Montan guardia en cada esquina del bar. Uno acodado en la
esquina de la barra, otro en la mesa de la entrada, encorvado y meditabundo,
con un palillo entre los dientes, aquel jugando a la tragaperras, arrullado por
las alegres melodías y las luces de colores, al fondo, en la penumbra, uno que
habla bien poco. Los señores-que-bajan-al-bar miran, entre aburridos y
aterrados, el férreo pasar del tiempo.
Yo, que ya voy amontonando años, también bajo al bar. Dicen
que hay que hacer mucha barra para luego escribir, sentarse entre la gente y
escuchar disimuladamente las cosas que dicen, hacer como si nada. Así que uno
baja, y pide una cerveza y un periódico, pero el periódico es para disimular,
para entretener la vista en algo mientras las orejas trabajan rastreando las
historias más bizarras.
Los señores-que-bajan-al-bar no son tanto como amigos, pero
tal vez son algo más que conocidos. “Drink buddies”, socios de beber, que
dirían en inglés, aunque los señores-que-bajan-al-bar no son borrachos al uso.

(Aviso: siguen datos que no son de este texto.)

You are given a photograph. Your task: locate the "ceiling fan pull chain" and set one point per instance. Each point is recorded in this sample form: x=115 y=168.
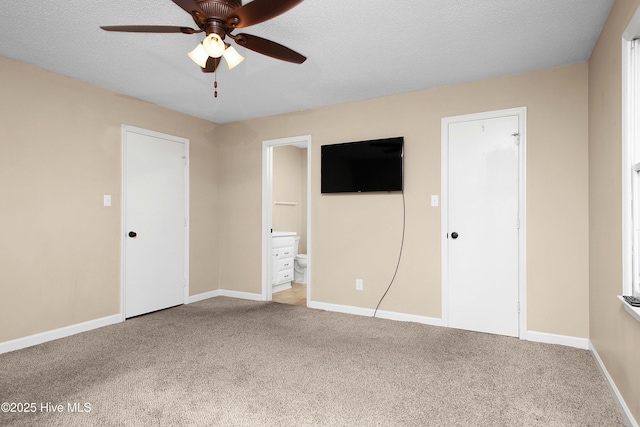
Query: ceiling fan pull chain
x=215 y=84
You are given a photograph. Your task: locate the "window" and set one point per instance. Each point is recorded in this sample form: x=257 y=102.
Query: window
x=631 y=158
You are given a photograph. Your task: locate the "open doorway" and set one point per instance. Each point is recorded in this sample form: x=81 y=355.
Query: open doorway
x=286 y=224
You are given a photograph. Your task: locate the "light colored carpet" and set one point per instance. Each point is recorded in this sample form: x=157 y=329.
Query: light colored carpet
x=240 y=363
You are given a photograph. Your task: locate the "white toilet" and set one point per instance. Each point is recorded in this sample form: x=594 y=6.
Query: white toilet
x=300 y=263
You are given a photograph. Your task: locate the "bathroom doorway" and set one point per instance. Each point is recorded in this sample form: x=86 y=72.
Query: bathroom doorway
x=286 y=220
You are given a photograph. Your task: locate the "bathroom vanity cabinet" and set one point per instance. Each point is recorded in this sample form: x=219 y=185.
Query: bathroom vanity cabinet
x=282 y=258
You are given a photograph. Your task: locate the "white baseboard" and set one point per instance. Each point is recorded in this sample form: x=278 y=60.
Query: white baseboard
x=622 y=404
x=241 y=295
x=368 y=312
x=203 y=296
x=568 y=341
x=55 y=334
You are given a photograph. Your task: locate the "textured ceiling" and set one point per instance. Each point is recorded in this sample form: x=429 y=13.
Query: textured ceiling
x=356 y=50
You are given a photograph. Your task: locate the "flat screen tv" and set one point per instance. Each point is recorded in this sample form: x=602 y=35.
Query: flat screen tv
x=364 y=166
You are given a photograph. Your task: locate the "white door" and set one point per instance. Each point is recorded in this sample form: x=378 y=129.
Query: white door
x=482 y=236
x=155 y=220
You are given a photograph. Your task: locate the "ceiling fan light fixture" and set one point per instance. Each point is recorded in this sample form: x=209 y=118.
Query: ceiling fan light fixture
x=213 y=45
x=232 y=57
x=199 y=55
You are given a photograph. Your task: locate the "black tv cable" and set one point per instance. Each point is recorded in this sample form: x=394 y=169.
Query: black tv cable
x=404 y=226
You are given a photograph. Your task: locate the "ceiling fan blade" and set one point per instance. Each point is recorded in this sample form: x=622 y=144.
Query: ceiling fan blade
x=192 y=8
x=259 y=11
x=151 y=29
x=269 y=48
x=212 y=64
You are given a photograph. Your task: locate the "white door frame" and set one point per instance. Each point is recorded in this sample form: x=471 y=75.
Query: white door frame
x=521 y=112
x=123 y=208
x=267 y=209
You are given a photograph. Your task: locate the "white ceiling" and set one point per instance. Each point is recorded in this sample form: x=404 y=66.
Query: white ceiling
x=356 y=50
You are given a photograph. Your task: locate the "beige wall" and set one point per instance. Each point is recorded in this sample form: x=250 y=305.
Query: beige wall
x=289 y=185
x=614 y=334
x=60 y=152
x=358 y=236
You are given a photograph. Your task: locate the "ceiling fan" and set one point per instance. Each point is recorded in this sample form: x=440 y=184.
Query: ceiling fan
x=218 y=19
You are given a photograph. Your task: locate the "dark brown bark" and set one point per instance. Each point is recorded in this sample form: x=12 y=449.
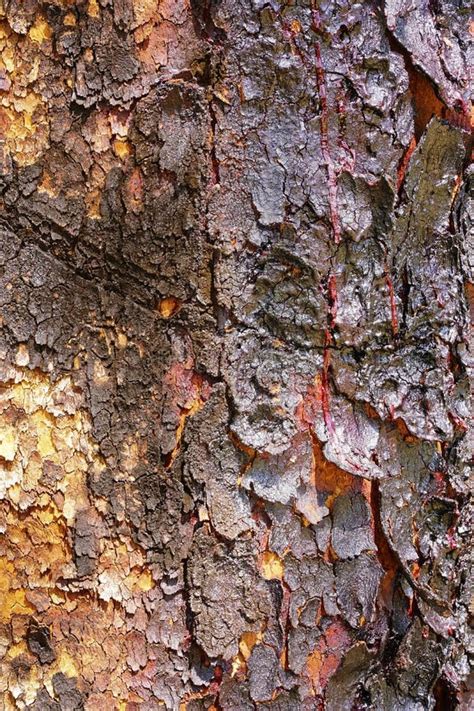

Se toman pequeños vasos de vino o botellines de un quinto, muy despacio,
mientras observan a la gente que sí tiene cosas que hacer pasar al otro lado de
las ventanas. Pocas veces se emborrachan, lo suyo es ir trabajándose el hígado
poco a poco, con esmero y tenacidad.
La cosa se anima cuando hay partido de fútbol, aunque ahora
los hay casi cada tarde. Añoro aquellos tiempos cuando el balompié se jugaba
los domingos y resto de la semana nos dejaban pensar en paz, eran, sin duda
tiempos más reflexivos. Pero ahora, con el fútbol a diario, todo se ha teñido
de la excitación, del alboroto, de la inmediatez del deporte rey, y así va el mundo,
como si todo se jugara a 90 minutos. El mundo está en tiempo de penalties. Y
nos los están metiendo todos.
Con el partido, los señores-que-bajan-al-bar, y que
habitualmente visten de marrón y tonos pardos, incrementan su nivel de
conversación. A veces, si el partido es importante, el bar se llena de
señores-que-bajan-al-bar y hablan a gritos con los camareros. Hay uno que es culé
al que tienen amargado. Los
señores-que-bajan-al-bar son, por lo general, además de grandes conversadores, son
grandes conservadores. Así que, cuando no hay fútbol, ponen los toros, y el bar
se llena de sangre.
Intento imaginarme qué es lo que hace que los
señores-que-bajan-al-bar bajen al bar a asesinar las horas de la tarde, cuál es
el motivo. Tal vez traten de olvidar a una mujer, a una mujer muerta, o huida,
o a una mujer que les espera en casa, con rulos y en bata, para hacerles la
vida imposible a modo de espejo de lo que ellos son, mostrando en qué triste
parodia se ha convertido la vida. Tal vez traten de llenar de algo el desempleo
rampante, de buscar un sentido a la existencia en el fondo del botellín o al
fondo de las redes de las porterías del Estadio Santiago Bernabéu. Estos luego
volverán a una buhardilla cochambrosa a pocas manzanas, cuando ya haya pasado
el telediario y el edificio ya esté en silencio, y se tumbaran en una cama
desecha de noventa a devorar el techo y preguntarse dónde irán mañana, y, sobre
todo, para qué.
Yo estoy ahí por las tardes, bebiendo cerveza y haciendo que
leo el periódico. Yo también seré un señor-que-baja-al-bar en un futuro no muy
lejano (no hay ningún futuro lejano), pero por el momento, como no me reconocen
como uno de ellos, me miran con cierto recelo y no me dirigen la palabra.